Hadoop as an Archival Data Destination - dummies

Hadoop as an Archival Data Destination

By Dirk deRoos

The inexpensive cost of storage for Hadoop plus the ability to query Hadoop data with SQL makes Hadoop the prime destination for archival data. This use case has a low impact on your organization because you can start building your Hadoop skill set on data that’s not stored on performance-mission-critical systems.

What’s more, you don’t have to work hard to get at the data. (Since archived data normally is stored on systems that have low usage, it’s easier to get at than data that’s in “the limelight” on performance-mission-critical systems, like data warehouses.) If you’re already using Hadoop as a landing zone, you have the foundation for your archive! You simply keep what you want to archive and delete what you don’t.

If you think about the Hadoop’s landing zone, the queryable archive, shown in the figure, extends the value of Hadoop and starts to integrate pieces that likely already exist in your enterprise. It’s a great example of finding economies of scale and cost take-out opportunities using Hadoop.

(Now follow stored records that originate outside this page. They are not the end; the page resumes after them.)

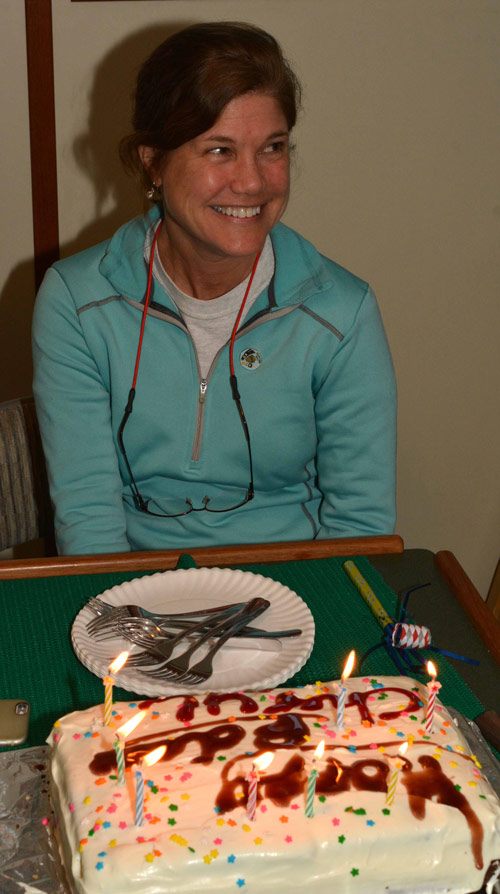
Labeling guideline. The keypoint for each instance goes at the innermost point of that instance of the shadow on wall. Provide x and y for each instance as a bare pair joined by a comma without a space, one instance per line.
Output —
117,197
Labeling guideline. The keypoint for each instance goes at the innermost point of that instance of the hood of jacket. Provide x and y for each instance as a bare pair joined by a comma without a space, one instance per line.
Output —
300,269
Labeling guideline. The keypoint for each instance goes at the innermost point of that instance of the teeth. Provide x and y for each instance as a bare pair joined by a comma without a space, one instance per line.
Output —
230,211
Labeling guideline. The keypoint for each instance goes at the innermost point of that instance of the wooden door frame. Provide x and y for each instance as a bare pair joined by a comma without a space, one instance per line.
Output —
42,125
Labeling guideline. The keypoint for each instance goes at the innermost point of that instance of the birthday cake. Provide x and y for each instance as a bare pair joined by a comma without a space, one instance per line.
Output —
361,818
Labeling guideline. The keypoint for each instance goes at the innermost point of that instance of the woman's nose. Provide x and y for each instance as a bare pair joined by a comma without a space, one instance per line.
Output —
247,176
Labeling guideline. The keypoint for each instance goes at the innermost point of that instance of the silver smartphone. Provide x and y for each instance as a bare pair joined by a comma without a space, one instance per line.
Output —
14,721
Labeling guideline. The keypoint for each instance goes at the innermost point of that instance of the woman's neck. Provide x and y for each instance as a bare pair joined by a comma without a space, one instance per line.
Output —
197,274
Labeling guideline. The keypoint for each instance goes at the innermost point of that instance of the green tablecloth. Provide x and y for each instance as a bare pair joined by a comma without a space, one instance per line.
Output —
37,661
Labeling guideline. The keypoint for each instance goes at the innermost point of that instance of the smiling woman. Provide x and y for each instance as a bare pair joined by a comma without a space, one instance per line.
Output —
157,319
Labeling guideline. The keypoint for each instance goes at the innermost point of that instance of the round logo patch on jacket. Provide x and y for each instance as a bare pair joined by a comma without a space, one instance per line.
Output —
250,358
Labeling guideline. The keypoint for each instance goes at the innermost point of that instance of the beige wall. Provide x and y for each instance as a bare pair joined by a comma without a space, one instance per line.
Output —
396,169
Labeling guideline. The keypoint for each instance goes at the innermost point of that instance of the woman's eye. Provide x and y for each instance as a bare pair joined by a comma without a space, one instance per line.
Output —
276,148
219,150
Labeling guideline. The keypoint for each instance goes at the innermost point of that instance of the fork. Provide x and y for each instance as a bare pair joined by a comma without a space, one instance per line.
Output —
145,629
200,672
106,613
163,648
177,668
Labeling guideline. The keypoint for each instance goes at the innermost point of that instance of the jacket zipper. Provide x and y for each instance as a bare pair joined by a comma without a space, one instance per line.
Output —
202,396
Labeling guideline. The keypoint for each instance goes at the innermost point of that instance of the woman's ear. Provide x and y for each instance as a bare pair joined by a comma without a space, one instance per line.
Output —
147,156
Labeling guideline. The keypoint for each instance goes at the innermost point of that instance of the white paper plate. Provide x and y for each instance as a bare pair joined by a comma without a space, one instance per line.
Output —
190,589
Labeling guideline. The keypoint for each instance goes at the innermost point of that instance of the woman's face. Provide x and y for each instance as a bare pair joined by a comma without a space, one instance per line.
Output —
226,189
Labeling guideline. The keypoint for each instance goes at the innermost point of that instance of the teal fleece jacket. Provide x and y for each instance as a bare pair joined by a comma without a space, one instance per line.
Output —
320,405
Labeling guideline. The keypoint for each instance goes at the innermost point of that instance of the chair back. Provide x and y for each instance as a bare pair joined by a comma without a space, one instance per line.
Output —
25,507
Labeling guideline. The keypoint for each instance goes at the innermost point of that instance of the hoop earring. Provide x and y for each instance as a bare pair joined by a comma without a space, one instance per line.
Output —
154,193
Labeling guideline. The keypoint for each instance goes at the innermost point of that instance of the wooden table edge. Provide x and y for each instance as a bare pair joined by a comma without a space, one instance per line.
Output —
162,560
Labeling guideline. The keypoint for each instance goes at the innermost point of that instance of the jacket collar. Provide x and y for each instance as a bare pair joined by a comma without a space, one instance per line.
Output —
300,269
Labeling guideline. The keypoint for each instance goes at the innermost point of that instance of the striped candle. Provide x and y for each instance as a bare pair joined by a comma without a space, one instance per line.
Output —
311,782
252,779
147,761
393,781
119,747
341,707
108,698
259,765
311,790
343,691
432,689
139,797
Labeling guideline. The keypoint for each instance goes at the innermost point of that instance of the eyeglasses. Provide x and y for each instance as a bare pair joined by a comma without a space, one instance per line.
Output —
173,508
226,501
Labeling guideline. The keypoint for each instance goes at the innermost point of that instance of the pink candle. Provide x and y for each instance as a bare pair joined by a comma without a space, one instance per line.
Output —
432,688
259,764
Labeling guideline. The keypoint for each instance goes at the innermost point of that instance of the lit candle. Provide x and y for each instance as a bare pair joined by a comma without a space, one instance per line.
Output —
119,743
108,681
147,761
258,766
343,691
393,781
432,688
311,782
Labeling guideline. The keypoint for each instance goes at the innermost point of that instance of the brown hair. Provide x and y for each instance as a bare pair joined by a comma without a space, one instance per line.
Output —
186,83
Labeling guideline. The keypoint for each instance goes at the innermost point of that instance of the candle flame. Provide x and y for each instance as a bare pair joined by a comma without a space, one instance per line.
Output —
349,665
118,663
154,756
131,724
319,750
262,762
431,669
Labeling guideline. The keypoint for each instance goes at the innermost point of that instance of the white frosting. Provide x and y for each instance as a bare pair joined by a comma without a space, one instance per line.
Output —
353,843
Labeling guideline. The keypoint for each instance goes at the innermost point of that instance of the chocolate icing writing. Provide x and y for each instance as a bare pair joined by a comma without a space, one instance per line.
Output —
286,731
218,738
288,701
337,777
430,782
213,701
280,787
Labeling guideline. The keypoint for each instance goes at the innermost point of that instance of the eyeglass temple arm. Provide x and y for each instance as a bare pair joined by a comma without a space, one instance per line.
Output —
133,485
236,397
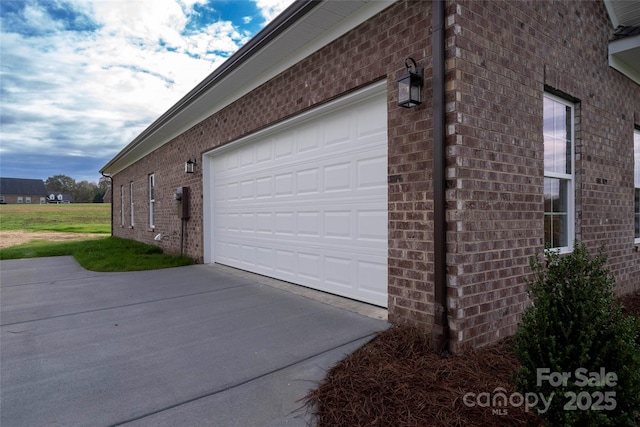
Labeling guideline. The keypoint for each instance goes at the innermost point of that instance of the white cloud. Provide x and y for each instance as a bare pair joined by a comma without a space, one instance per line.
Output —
68,92
272,8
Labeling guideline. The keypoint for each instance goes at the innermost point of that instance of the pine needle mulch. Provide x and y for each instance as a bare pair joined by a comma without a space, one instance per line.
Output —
397,381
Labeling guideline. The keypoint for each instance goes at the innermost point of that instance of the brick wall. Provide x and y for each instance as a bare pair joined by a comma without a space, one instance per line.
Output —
501,57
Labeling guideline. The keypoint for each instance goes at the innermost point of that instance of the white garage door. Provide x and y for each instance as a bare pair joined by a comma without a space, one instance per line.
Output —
306,201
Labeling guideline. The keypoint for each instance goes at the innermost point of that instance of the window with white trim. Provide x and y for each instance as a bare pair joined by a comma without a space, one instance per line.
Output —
558,130
636,183
152,200
131,222
122,205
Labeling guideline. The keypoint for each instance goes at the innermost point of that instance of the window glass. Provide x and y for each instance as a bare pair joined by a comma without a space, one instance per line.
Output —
636,181
152,200
558,170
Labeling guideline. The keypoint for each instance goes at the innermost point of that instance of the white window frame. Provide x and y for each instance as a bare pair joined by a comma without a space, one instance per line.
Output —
568,177
636,185
131,205
152,200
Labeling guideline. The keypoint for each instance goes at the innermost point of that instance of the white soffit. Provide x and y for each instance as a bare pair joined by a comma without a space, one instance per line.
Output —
624,53
624,56
317,28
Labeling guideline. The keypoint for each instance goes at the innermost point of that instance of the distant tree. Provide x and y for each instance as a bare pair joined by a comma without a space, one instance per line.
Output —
84,192
60,184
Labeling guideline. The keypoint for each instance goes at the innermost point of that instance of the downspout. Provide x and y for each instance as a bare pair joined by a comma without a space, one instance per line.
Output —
111,187
440,330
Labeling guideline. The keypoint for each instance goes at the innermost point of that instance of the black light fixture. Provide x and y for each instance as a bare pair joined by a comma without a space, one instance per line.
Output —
190,166
410,85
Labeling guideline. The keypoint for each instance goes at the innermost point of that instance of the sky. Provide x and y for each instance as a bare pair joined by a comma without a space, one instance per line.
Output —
80,79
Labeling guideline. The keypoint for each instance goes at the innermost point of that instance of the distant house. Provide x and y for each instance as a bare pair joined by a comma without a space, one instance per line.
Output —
19,191
58,198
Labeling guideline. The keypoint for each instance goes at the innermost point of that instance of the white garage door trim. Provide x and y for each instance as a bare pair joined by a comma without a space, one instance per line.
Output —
306,200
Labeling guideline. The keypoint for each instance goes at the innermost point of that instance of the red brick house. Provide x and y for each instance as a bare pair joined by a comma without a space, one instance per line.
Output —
305,168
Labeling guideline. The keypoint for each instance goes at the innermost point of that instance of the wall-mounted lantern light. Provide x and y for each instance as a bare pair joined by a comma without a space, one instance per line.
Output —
190,166
410,85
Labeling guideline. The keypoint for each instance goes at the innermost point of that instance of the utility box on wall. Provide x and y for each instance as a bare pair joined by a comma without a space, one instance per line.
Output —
182,197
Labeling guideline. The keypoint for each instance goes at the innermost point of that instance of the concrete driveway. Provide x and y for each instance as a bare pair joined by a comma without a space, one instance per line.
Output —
189,346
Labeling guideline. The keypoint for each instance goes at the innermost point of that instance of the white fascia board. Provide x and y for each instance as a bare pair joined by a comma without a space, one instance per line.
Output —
242,80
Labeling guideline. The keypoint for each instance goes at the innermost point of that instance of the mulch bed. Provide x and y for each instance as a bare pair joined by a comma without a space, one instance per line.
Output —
396,380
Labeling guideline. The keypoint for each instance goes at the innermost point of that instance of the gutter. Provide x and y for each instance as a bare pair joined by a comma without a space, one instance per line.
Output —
111,187
440,329
276,27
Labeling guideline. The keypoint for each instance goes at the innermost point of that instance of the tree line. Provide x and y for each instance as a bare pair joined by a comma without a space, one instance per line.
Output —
81,192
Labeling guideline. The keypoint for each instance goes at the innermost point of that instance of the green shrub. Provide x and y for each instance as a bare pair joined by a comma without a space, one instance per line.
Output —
575,326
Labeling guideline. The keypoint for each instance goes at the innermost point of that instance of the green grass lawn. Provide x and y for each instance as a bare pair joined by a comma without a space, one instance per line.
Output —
101,254
70,218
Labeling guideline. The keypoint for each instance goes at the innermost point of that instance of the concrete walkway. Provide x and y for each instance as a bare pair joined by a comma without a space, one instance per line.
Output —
189,346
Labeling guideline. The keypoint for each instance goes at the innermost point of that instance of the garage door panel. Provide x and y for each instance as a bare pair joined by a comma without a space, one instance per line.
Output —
308,204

Here, the archive component connects the landing zone and the data warehouse. The data being archived originates in the warehouse and is then stored in the Hadoop cluster, which is also provisioning the landing zone. In short, you can use the same Hadoop cluster to archive data and act as your landing zone.

The key Hadoop technology you would use to perform the archiving is Sqoop, which can move the data to be archived from the data warehouse into Hadoop. You will need to consider what form you want the data to take in your Hadoop cluster. In general, compressed Hive files are a good choice.

You can, of course, transform the data from the warehouse structures into some other form (for example, a normalized form to reduce redundancy), but this is generally not a good idea. Keeping the data in the same structure as what’s in the warehouse will make it much easier to perform a full data set query across the archived data in Hadoop and the active data that’s in the warehouse.

The concept of querying both the active and archived data sets brings up another consideration: how much data should you archive? There are really two common choices: archive everything as data is added and changed in the data warehouse, or only archive the data you deem to be cold.

Archiving everything has the benefit of enabling you to easily issue queries from one single interface across the entire data set — without a full archive, you’ll need to figure out a federated query solution where you would have to union the results from the archive and the active data warehouse.

But the downside here is that regular updates of your data warehouse’s hot data would cause headaches for the Hadoop-based archive. This is because any changes to data in individual rows and columns would require wholesale deletion and re-cataloging of existing data sets.

Now that archival data is stored in your Hadoop-based landing zone (assuming you’re using an option like the compressed Hive files mentioned previously), you can query it. This is where the SQL on Hadoop solutions can become interesting.

An excellent example of what’s possible is for the analysis tools (on the right in the figure) to directly run reports or analysis on the archived data stored in Hadoop. This is not to replace the data warehouse — after all, Hadoop would not be able to match the warehouse’s performance characteristics for supporting hundreds or more concurrent users asking complex questions.

The point here is that you can use reporting tools against Hadoop to experiment and come up with new questions to answer in a dedicated warehouse or mart.

When you start your first Hadoop-based project for archiving warehouse data, don’t break the current processes until you’ve fully tested them on your new Hadoop solution. In other words, if your current warehousing strategy is to archive to tape, keep that process in place, and dual-archive the data into Hadoop and tape until you’ve fully tested the scenario (which would typically include restoring the warehouse data in case of a warehouse failure).

Though you’re maintaining (in the short term) two archive repositories, you’ll have a robust infrastructure in place and tested before you decommission a tried-and-true process. This process can ensure that you remain employed — with your current employer.

This use case is simple because there’s no change to the existing warehouse. The business goal is still the same: cheaper storage and licensing costs by migrating rarely-used data to an archive. The difference in this case is that the technology behind the archive is Hadoop rather than offline storage, like tape.

In addition, various archive vendors have started to incorporate Hadoop into their solutions (for example, allowing their proprietary archive files to reside on HDFS), so expect capabilities in this area to expand soon.

As you develop Hadoop skills (like exchanging data between Hadoop and relational databases and querying data in HDFS) you can use them to tackle bigger problems, such as analysis projects, which could provide additional value for your organization’s Hadoop investment.